I apologize for my delay in the latest in my Lenten series on Islam. I am concurrently doing a bible study at my parish on a completely different topic, which has required more prep work that I was expecting. As such, my research for this blog series has remained in my head and not written down.
In any event, I thought for this post I would go in a bit of a different direction. I have another topic on Islam and Jesus that is in the hopper, but I am going to have to whittle it down, as it is way too long. That topic could be a mini-series unto itself. Keeping with the general Catholic buzzword for the year of mercy, I thought it might be interesting to discuss the issue of the Sanctity of Life in both Islam and Christianity.
This topic may stretch you a bit, if all you know of Muslims are the crazy people who blow themselves up in the Intifada against Israel or something. Personally, I think Palestinians do their cause a disservice by engaging in suicide bombings because for most of the West, this is morally evil and, at the very least, distasteful, to ethical and moral thinking.
It may surprise you to learn that the Qu'ran actually has some very pointed things to say on the subject that I do not think is largely contrary to the teachings of Christ. For example:
"...if anyone kills a person-unless in retribution for murder or speading corruption in the land-it is as if he kills all mankind, while if any saves a life it is as if he saves the lives of mankind. (5:32)"
"do not take the life God has made sacred, except by right. This is what He commands you to do: Perhaps you will use your reason (6:151)."
Muhammad, who Muslims revere as God's final messenger to humans, listed murder as one of the major sins. He warned that the first cases to be settled between people on the Day of Judgment will be those of bloodshed. Muslims are even prohibited from indiscriminately harming animals, and have been taught that there is a reward in kindness to every living thing-animal or human.
Islamd encourages people to bring about benefit and good for others in every way possible. In the Qu'ran, God praises those who have given preference to others over themselves (59:9) and that "God constantly helps the one who helps his brother" and even that "a smile or kind word is charity." There is in Islamic moral teaching a particular emphasis on helping the downtrodden of society, especially orphans, the poor, and the needy. Muslims are taught over and over in the Qu'ran to build and not to cause harm or destruction.
Almsgiving is a critical pillar of Islam. This is known as zakat (زكاة) which in Arabic means "that which purifies." Traditionally, it has been set at a rate of 2.5% and is obligatory, though the exact rate is somewhat debated among Islamic scholars. In most countries, this is voluntary, although a few places like Saudi Arabia collect it as a tax. However, most Muslim scholars teach that for it to be spiritually beneficial, this almsgiving has to be given directly by the giver. It does not count if you donate that money to a Mosque or charity, etc. While extra donations to such organizations are deemed a moral good, to fulful the moral obligations of zakat, you physically have to go out and give it to an actual poor person: no if's, and's, or but's.
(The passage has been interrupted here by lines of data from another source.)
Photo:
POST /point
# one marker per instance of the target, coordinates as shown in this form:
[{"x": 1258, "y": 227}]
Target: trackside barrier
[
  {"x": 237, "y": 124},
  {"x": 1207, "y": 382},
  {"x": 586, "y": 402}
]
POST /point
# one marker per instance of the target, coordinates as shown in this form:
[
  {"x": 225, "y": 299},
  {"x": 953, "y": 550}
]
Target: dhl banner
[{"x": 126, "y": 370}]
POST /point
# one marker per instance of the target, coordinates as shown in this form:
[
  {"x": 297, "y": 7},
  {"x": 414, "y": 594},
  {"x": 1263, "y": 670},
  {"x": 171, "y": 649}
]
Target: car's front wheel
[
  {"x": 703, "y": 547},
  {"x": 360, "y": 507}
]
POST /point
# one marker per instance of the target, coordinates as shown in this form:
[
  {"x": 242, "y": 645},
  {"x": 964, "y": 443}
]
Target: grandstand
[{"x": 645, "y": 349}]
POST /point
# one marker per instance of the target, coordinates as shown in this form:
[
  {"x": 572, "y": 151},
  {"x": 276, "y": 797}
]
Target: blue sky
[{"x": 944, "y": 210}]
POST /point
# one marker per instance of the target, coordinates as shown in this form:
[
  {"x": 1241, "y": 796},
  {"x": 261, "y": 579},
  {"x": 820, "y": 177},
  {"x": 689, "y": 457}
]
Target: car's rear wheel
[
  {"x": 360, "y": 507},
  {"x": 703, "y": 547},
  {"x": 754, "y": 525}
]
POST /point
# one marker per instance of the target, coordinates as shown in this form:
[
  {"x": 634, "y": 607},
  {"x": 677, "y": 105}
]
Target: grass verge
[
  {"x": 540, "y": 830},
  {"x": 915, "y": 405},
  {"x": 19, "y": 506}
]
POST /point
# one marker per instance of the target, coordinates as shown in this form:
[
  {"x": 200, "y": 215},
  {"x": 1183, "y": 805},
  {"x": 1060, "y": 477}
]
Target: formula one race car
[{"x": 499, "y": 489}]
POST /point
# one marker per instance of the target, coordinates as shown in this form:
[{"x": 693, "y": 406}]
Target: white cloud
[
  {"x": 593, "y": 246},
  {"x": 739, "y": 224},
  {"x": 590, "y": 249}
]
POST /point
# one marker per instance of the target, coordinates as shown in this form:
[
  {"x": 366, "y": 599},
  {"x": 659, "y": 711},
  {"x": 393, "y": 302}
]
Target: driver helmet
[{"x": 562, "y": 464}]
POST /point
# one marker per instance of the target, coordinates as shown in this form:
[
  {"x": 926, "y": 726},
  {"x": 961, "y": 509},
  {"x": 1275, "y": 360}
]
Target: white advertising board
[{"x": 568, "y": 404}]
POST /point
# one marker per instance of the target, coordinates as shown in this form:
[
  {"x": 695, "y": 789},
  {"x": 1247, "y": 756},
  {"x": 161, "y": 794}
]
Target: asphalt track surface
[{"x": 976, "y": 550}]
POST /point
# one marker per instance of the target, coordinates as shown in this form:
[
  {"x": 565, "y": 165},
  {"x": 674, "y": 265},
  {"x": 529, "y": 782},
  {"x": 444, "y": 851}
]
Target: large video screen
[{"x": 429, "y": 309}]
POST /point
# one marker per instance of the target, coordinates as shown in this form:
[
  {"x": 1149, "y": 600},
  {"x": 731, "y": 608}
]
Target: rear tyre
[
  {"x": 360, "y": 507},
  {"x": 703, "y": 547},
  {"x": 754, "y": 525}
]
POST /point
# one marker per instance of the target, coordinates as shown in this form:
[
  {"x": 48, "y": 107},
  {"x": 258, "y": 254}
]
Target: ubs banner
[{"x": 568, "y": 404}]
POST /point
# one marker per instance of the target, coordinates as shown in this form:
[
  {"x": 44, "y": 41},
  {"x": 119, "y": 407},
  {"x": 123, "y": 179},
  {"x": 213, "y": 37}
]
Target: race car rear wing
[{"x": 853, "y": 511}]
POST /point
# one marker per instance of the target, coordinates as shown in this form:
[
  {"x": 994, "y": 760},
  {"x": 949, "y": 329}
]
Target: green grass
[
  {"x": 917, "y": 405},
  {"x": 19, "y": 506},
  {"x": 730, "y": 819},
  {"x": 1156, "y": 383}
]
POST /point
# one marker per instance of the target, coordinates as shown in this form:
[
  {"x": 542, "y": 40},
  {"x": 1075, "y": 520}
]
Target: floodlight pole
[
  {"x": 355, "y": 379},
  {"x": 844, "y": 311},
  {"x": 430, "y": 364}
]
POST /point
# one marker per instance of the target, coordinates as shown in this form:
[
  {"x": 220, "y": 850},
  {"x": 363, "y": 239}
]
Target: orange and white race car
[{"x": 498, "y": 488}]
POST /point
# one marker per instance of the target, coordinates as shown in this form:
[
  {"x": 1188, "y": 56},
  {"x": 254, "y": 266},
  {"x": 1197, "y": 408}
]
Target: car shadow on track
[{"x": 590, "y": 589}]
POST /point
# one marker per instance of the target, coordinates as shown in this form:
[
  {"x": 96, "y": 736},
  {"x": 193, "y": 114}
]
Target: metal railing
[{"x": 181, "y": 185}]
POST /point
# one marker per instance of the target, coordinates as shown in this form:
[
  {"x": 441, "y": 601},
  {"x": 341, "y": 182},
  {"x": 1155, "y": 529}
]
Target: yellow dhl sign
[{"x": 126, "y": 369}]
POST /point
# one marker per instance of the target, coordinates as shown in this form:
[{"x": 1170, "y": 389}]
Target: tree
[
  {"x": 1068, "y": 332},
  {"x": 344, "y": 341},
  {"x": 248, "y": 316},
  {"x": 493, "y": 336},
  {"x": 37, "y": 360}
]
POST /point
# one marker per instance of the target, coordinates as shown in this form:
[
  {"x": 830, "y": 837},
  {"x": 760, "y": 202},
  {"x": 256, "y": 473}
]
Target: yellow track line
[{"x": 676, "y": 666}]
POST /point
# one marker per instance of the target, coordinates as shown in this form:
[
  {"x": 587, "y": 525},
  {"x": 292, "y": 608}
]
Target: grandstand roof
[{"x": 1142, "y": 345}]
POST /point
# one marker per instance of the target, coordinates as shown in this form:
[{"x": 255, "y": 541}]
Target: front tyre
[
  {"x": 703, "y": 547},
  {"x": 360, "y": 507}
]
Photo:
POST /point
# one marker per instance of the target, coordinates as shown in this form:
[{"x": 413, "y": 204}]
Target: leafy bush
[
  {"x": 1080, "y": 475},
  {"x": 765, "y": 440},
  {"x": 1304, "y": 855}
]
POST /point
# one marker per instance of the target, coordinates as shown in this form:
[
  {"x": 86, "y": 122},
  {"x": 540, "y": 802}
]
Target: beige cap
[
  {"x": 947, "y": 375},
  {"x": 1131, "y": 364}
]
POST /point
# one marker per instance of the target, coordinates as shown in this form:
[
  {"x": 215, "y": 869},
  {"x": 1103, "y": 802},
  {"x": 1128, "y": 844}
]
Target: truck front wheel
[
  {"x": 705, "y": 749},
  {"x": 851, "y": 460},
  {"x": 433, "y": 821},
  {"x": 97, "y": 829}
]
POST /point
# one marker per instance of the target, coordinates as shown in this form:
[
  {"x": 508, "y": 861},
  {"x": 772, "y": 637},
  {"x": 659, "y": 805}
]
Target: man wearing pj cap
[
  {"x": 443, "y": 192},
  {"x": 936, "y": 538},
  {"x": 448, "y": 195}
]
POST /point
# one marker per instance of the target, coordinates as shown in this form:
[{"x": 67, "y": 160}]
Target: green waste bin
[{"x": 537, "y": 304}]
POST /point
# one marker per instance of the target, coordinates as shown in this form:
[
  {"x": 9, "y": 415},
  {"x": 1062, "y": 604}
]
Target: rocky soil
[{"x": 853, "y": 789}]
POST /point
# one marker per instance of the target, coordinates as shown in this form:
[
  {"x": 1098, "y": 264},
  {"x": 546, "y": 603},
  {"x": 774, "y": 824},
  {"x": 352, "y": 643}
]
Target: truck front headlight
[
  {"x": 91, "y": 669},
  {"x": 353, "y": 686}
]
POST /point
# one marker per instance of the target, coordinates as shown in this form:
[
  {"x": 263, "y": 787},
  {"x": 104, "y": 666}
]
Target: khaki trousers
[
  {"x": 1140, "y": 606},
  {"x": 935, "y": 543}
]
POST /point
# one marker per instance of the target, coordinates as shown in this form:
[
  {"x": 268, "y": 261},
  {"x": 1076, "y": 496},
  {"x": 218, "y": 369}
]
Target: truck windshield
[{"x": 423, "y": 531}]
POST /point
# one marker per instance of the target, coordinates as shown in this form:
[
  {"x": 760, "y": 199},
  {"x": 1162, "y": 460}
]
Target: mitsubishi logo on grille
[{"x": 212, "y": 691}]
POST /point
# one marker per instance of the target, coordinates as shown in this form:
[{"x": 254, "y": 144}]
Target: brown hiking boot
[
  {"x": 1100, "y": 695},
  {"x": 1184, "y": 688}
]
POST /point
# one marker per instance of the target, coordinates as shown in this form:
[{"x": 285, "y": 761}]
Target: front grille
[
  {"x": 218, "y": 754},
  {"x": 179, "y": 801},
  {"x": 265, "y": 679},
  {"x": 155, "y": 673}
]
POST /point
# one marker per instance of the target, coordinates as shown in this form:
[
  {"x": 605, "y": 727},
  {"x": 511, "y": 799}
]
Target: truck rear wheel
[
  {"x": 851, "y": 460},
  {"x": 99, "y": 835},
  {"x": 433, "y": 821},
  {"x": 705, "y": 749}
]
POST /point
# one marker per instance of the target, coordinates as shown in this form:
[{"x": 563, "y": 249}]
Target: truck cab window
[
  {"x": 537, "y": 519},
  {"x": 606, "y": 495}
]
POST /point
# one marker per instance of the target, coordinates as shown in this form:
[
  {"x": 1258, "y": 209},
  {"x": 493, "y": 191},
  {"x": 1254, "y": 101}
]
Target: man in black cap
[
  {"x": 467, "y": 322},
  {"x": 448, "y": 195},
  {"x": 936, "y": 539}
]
While 2.5% may seem rather paltry, one has to remember this is for everyone, not just those who can afford it. Likewise, I think Christians can learn something about that bit of it having to actually give directly to a poor person. One of the things that I find disturbing about everyday Catholics is how cheap they are in charitable giving on average. (Let me note that some Catholics are extremely generous, but they are the few, not the many.) Catholics have the lowest tithing rate of any Christian group. When they do give, odds are they just give to the Church and that's it, thinking that the paltry 5 bucks they toss in the collect plate occasionally is plenty. They certainly don't go out and seek the poor, they think the Church (Catholic Social Services, etc.) will take care of it for them and that let's them off the hook, morally and ethically speaking.
Well, I have news for you: that don't cut the mustard, if you look at the Bible. James does not beat around the bush, Jesus certainly never did here, here, here, there, everywhere. I can go on, but you get the point: you need to help the actual poor, not the ethereal, hypothetical poor that Father down at social services knows.
If you need some ideas on how to show mercy in a real way this week, I can make a few suggestions. Consider some of these fine Catholic charities:
Sponsor a child or elderly person though Unbound.
Help pay for the tuition of a Catholic school child in Bethlehem, Israel through the Knights of Columbus.
Help feed Syrian refugees here.
Stand and donate help to Iraqi Christians.
Help the actual poor; it is not optional, folks.